The Sanctum Sanctorum was quiet now.
After the upgrades and warding runes had been completed, Tony found Stephen standing alone in the atrium, gazing out a window that looked over nothing in particular. Tony stepped forward, his voice low but steady.
"Can we talk? Privately."
Stephen turned slightly, one brow arching in curiosity. "Of course. What is it, Stark?"
Tony exhaled, like he was already tired of the conversation he hadn't started yet. "In the future you saw… was Spider-Man involved?"
Stephen's expression darkened. "Yes. Peter Parker."
He folded his hands behind his back. "Every outcome where he lived, he fought. Bravely. Selflessly. In every timeline I saw… Peter dies a hero. Or lives with the kind of scars no kid should carry. He's… important."

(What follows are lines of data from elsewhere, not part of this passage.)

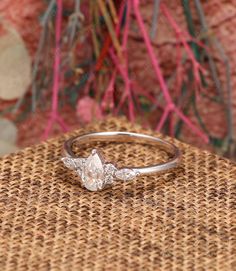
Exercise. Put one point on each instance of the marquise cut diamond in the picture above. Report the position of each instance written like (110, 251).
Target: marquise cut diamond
(93, 173)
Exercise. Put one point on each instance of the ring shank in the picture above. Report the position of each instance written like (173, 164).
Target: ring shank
(129, 137)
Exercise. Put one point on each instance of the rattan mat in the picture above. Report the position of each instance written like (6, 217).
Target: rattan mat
(181, 220)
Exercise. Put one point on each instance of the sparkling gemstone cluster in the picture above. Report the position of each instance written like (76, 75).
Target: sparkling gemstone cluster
(95, 173)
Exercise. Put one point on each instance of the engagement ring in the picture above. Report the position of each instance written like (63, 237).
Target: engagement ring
(96, 173)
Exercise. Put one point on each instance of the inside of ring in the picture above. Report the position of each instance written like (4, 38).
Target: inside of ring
(124, 137)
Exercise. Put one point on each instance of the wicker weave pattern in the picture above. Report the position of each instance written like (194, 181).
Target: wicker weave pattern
(182, 220)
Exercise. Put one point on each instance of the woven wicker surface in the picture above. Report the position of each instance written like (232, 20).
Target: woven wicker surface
(181, 220)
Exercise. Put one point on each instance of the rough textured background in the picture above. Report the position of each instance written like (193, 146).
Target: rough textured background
(182, 220)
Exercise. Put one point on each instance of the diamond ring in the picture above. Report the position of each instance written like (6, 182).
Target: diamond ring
(96, 173)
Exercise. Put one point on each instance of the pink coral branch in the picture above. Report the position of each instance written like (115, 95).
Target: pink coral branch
(54, 117)
(170, 105)
(197, 68)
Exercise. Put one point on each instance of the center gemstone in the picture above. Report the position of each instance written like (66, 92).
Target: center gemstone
(93, 174)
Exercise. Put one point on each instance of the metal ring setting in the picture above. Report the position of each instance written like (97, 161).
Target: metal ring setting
(96, 173)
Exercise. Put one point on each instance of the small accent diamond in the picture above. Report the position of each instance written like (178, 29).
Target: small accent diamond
(69, 162)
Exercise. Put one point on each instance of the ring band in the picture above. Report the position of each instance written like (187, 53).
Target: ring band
(96, 173)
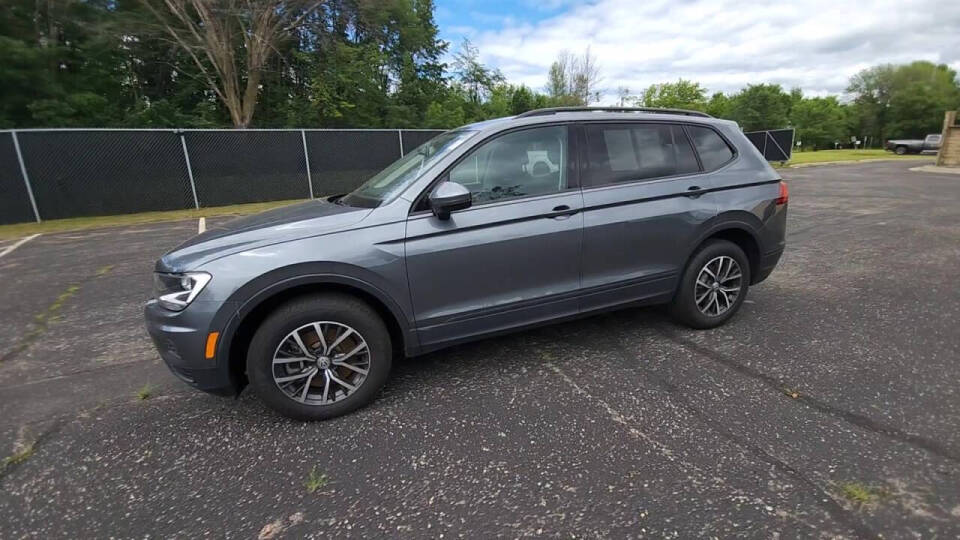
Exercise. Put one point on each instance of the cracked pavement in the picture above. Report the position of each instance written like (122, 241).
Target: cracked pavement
(840, 371)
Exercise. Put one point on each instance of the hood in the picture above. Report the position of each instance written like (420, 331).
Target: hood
(301, 220)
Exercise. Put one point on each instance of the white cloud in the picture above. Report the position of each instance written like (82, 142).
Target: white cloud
(725, 44)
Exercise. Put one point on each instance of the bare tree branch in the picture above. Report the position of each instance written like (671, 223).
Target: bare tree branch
(231, 42)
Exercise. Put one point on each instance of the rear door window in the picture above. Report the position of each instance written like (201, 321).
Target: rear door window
(713, 150)
(629, 152)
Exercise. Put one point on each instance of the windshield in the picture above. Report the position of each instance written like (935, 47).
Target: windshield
(401, 173)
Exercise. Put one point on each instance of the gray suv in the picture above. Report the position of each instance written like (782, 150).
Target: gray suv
(492, 227)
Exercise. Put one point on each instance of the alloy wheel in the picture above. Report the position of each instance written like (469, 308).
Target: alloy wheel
(718, 286)
(321, 363)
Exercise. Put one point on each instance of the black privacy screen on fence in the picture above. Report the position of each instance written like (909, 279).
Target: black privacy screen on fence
(14, 200)
(234, 167)
(86, 172)
(89, 173)
(774, 144)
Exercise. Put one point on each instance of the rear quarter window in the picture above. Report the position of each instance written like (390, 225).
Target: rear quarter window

Tony's face shifted from curiosity to steel. "How long have you known his identity?"
Stephen hesitated, then said quietly, "Since the moment Bruce fell through the roof of the Sanctum. When he kept asking for you, I consulted the Time Stone. It showed me… possibilities. Timelines branching like shattered glass. Some where Earth burns. Some where it's saved barely. In all of them… Peter, you, Loki, Wanda, Vision, and yes myself were central."
Tony took a long, heavy step back. His voice was suddenly sharp. "And you didn't think we deserved to know that? That I deserved to know that?"
Stephen's face remained composed, but his voice softened. "Tony, I understand why you're angry. I would be too. But if I share too much, too soon… it changes outcomes. It breaks balance. Some victories aren't really victories. I've seen timelines where we 'win' only for the universe to crumble under the weight of that win. We don't just need to stop Thanos. We have to do it the right way."
Tony's fists clenched. "I don't need a lecture on balance. I need answers. Because I'm standing here with a half built plan and a team that barely looks me in the eye, and you " he pointed, voice lowering "you've been sitting on an intergalactic cheat sheet."
Stephen looked at him then, not with condescension, but with weariness. "I'm sorry. I truly am. I know you like to be ten steps ahead. I know how it feels to carry the burden of everyone's survival. But I've lived those steps, Tony. And every one of them ends in fire if I make the wrong call. I'm not your enemy. But I'm not your assistant, either."
They stood in silence.
Then, Tony took a breath. Closed his eyes. When he opened them, some of the fury had ebbed.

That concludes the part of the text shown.